The code you will see here will be a set of two sorts:
- utilities to abstract core functionality (e.g., document/object storage) in such a way that said functionality can be referred to in a standardized, serializable way, while handling the implementation-specific stuff (e.g., MongoDB, postgres)--including versioning--as purely config that exists far-removed from the code
- some handy tools crafted in a standardized, serializable way, like the
tables
module below, that will also serve as examples of the approach
Why modular?
- It helps devs write clean, readable, configurable code.
- Actions are easily loggable--something taken for granted in highly asynchronous codebases.
- Because code is inherently configurable, environment management is much simpler.
- You can help avoid lock-in, either because you want to choose the best performing tool for the job and easily switch as needed or because e.g., pricing, license, priorities, or principles of a tool changes.
Use this a dependency injection (DI) framework? Yes and no. But yes.

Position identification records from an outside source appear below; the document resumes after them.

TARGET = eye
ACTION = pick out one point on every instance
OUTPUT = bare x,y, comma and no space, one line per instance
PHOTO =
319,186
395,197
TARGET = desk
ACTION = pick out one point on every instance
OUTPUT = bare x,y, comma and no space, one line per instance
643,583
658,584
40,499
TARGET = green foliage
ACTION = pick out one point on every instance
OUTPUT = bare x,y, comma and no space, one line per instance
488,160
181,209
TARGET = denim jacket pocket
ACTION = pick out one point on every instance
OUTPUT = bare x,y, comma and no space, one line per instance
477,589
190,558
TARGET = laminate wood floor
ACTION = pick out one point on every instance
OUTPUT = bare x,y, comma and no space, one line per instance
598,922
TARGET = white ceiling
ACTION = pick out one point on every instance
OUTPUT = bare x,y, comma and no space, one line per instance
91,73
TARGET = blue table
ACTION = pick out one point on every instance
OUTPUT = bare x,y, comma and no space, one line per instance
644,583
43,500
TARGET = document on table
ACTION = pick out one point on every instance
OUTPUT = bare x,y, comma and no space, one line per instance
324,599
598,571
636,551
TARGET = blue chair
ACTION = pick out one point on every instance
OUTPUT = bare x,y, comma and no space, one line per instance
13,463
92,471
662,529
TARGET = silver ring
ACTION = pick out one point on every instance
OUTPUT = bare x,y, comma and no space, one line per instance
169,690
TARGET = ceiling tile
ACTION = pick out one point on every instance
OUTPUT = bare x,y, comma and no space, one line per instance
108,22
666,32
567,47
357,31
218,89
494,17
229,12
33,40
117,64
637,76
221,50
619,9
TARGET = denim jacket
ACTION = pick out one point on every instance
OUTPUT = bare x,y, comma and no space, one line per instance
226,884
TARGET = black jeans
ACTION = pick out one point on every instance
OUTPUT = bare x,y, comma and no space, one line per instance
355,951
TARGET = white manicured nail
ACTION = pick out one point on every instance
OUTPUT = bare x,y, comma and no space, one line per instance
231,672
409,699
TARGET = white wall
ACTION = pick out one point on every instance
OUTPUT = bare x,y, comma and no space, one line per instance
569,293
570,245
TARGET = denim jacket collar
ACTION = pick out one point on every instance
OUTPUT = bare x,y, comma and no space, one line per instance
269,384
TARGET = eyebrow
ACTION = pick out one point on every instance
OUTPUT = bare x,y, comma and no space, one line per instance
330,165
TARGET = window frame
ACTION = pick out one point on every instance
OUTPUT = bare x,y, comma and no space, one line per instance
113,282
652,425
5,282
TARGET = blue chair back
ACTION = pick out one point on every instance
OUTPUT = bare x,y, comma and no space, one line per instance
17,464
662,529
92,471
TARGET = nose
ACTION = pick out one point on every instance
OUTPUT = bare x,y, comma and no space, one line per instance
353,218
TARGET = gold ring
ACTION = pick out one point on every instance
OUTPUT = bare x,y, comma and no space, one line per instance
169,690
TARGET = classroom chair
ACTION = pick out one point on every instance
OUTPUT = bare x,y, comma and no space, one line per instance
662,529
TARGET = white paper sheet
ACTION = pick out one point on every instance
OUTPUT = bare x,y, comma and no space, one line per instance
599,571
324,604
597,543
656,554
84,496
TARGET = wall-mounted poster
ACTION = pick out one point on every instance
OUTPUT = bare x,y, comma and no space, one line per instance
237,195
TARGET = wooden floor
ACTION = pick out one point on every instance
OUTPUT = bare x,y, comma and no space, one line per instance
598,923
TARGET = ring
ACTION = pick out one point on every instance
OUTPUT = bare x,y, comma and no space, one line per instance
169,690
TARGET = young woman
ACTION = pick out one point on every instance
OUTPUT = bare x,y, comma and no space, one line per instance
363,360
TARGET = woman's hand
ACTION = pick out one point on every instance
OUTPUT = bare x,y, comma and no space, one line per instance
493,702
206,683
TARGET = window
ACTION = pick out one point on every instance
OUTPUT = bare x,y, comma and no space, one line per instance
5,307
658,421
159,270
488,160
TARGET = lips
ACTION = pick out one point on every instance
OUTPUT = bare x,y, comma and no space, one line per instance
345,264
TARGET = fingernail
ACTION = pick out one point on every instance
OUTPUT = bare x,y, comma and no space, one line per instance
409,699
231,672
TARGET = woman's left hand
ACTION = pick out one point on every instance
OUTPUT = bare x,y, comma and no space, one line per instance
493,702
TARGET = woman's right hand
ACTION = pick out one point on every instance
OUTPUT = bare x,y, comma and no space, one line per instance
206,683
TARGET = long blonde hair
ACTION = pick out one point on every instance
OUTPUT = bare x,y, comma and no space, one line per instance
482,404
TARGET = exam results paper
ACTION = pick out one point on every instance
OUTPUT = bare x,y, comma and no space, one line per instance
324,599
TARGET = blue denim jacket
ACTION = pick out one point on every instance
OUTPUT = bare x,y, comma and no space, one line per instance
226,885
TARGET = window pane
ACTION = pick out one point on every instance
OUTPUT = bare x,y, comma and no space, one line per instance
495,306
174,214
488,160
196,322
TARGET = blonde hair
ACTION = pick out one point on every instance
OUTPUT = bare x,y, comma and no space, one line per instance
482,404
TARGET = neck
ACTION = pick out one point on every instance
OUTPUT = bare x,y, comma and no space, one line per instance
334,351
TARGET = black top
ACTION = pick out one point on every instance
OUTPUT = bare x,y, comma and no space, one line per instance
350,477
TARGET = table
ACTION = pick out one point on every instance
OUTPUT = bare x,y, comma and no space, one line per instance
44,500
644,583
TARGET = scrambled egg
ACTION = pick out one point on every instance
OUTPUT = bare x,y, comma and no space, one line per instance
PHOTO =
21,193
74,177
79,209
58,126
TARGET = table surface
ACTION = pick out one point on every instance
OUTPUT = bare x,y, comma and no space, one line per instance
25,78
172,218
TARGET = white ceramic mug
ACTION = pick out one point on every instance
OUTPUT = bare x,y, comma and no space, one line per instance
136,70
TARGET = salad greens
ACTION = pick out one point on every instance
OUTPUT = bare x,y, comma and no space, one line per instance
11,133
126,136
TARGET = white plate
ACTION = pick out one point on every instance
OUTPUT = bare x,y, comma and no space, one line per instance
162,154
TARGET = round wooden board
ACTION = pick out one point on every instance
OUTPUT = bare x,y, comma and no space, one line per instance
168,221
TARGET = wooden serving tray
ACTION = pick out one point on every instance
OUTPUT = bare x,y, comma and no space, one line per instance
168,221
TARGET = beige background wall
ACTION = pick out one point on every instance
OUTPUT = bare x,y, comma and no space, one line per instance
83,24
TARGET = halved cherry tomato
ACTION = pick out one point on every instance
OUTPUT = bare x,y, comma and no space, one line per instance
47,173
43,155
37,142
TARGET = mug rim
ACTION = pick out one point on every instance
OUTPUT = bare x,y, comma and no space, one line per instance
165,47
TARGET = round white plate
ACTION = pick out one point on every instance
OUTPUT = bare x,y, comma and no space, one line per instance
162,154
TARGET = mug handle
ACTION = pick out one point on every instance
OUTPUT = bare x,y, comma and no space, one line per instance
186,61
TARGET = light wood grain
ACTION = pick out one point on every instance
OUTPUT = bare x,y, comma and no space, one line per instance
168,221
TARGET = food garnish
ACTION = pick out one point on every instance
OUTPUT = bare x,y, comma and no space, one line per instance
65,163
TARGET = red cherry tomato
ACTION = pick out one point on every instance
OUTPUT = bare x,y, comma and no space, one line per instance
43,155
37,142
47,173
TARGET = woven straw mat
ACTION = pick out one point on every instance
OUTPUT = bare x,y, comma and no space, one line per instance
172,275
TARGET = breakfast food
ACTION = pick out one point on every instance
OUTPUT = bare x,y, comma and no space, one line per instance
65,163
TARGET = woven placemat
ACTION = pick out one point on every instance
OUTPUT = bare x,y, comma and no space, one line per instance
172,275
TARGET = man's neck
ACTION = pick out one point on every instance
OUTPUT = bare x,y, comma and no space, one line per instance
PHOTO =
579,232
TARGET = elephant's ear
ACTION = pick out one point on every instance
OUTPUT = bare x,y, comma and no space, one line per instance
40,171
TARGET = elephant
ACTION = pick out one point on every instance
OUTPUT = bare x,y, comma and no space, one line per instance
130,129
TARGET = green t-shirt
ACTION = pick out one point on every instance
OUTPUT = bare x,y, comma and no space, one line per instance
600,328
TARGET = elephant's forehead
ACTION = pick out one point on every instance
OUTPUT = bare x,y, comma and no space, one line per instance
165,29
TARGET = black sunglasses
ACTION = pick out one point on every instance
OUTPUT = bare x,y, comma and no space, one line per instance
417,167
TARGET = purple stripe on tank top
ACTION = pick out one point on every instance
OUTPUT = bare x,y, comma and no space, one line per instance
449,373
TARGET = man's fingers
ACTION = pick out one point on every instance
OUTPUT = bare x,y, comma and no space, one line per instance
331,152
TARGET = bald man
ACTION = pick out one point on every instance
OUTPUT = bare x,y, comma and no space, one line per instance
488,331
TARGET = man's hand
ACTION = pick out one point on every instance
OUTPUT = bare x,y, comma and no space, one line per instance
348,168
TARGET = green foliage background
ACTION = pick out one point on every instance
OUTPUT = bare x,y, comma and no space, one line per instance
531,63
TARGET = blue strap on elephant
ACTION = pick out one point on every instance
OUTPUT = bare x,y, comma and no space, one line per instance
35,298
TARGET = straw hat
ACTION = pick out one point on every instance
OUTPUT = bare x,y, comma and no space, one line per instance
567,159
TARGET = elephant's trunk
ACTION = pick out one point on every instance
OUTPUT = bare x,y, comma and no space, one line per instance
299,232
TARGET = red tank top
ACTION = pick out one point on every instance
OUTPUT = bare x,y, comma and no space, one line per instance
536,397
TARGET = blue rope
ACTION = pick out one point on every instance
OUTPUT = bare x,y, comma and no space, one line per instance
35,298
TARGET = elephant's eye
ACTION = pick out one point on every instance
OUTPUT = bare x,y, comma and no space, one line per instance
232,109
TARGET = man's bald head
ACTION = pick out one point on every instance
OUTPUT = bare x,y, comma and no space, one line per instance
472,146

I brought two of these into my dissertation project, which then became the flagship product of the non-profit I co-founded: the Open Science Framework. These were modular-odm
and modular-file renderer
. The latter is still used today; the former, while used heavily at COS, never reached its full potential. That may now change. The goal was to use abstraction to maximize choice and minimize lock-in.
TBA
The tables
module provides a flexible system for normalizing and formatting tabular data. It consists of three main components:
- Data Normalization (
normalize_table
): Converts various input formats into a standardized table structure - Format Converters: Built-in formatters for common output formats
- High-level Table Function: Combines normalization and formatting in one step
- Delimited (CSV, TSV, etc.)
- Markdown
- reStructuredText
- Custom formats through formatter functions
The simplest way to create formatted tables is using the table
function:
from modular.tables import table, markdown, delimited, rst
data = [
{"name": "Alice", "age": 30, "salary": 50000.123},
{"name": "Bob", "age": 25, "salary": 60000.456}
]
# Convert to Markdown
md_table = table(data, formatter=markdown)
# Convert to CSV
csv_table = table(data, formatter=delimited)
# Convert to TSV
tsv_table = table(data, formatter=lambda t: delimited(t, delimiter='\t'))
# Convert to reStructuredText
rst_table = table(data, formatter=rst)
Control the order of columns in the output:
md_table = table(
data,
formatter=markdown,
order=['name', 'city', 'age']
)
Apply format strings to specific columns or set a default format for all numeric values:
# Format specific columns
md_table = table(
data,
formatter=markdown,
cell_formats=['{:s}', '{:d}', '${:.2f}'] # string, integer, currency format
)
# Set default number format for all numeric values
md_table = table(
data,
formatter=markdown,
default_number_format='{:.3f}' # 3 decimal places for all numbers
)
# Combine both
md_table = table(
data,
formatter=markdown,
cell_formats=['{:s}', None, '${:.2f}'], # Use default_number_format where None
default_number_format='{:.3f}'
)
Specify custom column headers:
data = [
['Alice', 30, 50000.123],
['Bob', 25, 60000.456]
]
md_table = table(
data,
formatter=markdown,
header=['Name', 'Age', 'Salary']
)
Create your own formatters for custom output formats:
def html_formatter(table):
if not table['data']:
return ""
html = "<table>\n"
# Header row
html += " <tr>\n"
for header in table['header']:
html += f" <th>{header}</th>\n"
html += " </tr>\n"
# Data rows
for row in table['data']:
html += " <tr>\n"
for cell in row:
html += f" <td>{cell}</td>\n"
html += " </tr>\n"
html += "</table>"
return html
html_table = table(data, formatter=html_formatter)
If you need more control, you can use the lower-level functions directly:
from modular.tables import normalize_table, markdown
# First normalize the data
normalized = normalize_table(
data,
header=['Name', 'Age', 'Salary'],
order=['Name', 'Salary', 'Age'],
cell_formats=['{:s}', '{:d}', '{:.2f}']
)
# Then convert to desired format
md_table = markdown(normalized)
To install the package in development mode:
git clone https://github.com/yourusername/modular.git
cd modular
pip install -e .
# Run all tests
pytest tests/tables/
# Run specific test file
pytest tests/tables/test_table.py
# Run specific test class
pytest tests/tables/test_table.py::TestBuiltinFormatters
This project is licensed under the MIT License - see the LICENSE file for details.